I have to retrain every month or so a PyTorch Model trained on data obtained from processing tables sitting in Azure Data Lake Storage gen 1.
So far, I have the following building blocks:
- A Databricks notebook that does the ETL job of transforming the ADLS gen 1 tables into train/validation files that are written in blob storage
- Python scripts that I can execute locally to run in an AzureML workspace an experiment so to train the PyTorch model using a ScriptRunConfig + training script as in https://learn.microsoft.com/en-us/azure/machine-learning/how-to-train-pytorch mounting blob to get the training data.

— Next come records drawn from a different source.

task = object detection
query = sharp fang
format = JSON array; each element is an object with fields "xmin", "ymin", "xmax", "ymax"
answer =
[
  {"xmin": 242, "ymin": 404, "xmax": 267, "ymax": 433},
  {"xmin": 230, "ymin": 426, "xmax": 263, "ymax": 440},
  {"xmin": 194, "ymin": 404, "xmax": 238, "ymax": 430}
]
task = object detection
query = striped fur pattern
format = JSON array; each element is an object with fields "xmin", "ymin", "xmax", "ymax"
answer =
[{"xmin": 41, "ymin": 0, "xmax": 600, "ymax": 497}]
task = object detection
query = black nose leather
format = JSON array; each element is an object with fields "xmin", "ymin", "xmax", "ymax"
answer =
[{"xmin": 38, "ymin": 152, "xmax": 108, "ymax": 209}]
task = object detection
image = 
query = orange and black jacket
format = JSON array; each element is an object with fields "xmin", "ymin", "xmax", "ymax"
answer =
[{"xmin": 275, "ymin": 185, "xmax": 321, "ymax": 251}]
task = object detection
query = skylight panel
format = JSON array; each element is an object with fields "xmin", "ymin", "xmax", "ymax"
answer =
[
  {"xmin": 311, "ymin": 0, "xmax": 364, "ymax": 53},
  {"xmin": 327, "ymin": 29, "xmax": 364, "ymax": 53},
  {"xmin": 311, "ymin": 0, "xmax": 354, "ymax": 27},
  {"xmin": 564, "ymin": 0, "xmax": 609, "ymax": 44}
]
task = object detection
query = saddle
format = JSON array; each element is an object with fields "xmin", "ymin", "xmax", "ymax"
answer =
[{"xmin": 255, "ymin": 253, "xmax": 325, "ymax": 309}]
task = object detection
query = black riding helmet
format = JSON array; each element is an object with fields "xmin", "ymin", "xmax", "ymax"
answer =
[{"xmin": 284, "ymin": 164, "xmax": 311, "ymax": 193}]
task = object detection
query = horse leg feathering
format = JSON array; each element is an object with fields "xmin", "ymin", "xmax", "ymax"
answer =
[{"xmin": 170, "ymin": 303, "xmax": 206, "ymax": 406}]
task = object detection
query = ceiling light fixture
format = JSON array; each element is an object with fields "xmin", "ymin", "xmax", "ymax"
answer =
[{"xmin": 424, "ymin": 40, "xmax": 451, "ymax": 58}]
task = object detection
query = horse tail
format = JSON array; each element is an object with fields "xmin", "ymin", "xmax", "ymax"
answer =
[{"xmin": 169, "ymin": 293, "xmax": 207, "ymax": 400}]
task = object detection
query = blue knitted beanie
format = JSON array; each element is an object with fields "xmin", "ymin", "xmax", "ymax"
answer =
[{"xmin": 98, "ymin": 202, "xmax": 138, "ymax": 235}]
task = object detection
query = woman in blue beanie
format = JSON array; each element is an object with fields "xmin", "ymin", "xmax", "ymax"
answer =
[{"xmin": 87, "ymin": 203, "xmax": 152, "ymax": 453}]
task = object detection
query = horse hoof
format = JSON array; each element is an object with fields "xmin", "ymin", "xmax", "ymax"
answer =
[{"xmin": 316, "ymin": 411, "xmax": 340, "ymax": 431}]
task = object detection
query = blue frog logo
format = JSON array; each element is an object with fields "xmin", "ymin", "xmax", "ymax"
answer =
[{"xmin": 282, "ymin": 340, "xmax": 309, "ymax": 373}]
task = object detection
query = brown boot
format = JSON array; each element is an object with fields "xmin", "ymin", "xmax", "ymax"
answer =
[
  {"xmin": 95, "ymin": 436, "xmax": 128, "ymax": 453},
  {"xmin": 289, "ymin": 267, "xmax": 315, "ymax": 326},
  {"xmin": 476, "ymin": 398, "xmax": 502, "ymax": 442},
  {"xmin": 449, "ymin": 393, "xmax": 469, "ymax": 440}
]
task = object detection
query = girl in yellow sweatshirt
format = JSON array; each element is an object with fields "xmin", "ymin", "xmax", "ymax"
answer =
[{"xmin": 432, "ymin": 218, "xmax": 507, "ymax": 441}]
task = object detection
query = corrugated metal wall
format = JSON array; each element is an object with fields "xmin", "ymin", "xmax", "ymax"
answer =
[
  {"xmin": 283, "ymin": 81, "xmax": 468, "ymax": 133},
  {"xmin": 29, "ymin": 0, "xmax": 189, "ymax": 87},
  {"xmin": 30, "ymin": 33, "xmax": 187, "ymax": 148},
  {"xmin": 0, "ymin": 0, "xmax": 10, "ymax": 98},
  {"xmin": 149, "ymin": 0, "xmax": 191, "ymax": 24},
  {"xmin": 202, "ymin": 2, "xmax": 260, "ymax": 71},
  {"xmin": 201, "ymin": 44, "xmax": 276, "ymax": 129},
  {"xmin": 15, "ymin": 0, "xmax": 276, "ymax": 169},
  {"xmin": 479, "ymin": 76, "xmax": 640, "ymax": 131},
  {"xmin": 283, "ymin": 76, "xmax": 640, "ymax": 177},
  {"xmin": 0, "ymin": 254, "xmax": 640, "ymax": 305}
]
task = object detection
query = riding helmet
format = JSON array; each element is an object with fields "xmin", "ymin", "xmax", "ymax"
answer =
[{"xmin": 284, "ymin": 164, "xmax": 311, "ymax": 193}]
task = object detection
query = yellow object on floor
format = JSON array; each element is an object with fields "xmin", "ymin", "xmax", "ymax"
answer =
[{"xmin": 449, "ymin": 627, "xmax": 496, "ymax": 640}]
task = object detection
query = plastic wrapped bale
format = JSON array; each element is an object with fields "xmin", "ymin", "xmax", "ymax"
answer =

How can I schedule steps 1. and 2. to be run in sequence in a pipeline? Azure Data Factory seems a possible way to go, but what should I use as activities in ADF?
I see a few alternatives:
- Stays surely a Databricks notebook
2a. Databricks python script calling the azureml-sdk classes (?)
Alternative for step 2a could be
2b. a Batch Service custom activity calling the azureml-sdk classes - seems overkill to me
2c. use a AzureML execute pipeline as ADF activity https://learn.microsoft.com/en-us/azure/machine-learning/concept-ml-pipelines (not sure how...)
2d. use a Python script Databricks activity train a PyTorch model with Databricks https://learn.microsoft.com/en-us/azure/databricks/applications/mlflow/tracking-ex-pytorch instead of calling the azureml-sdk classes
Can someone point me to the current best practice for this?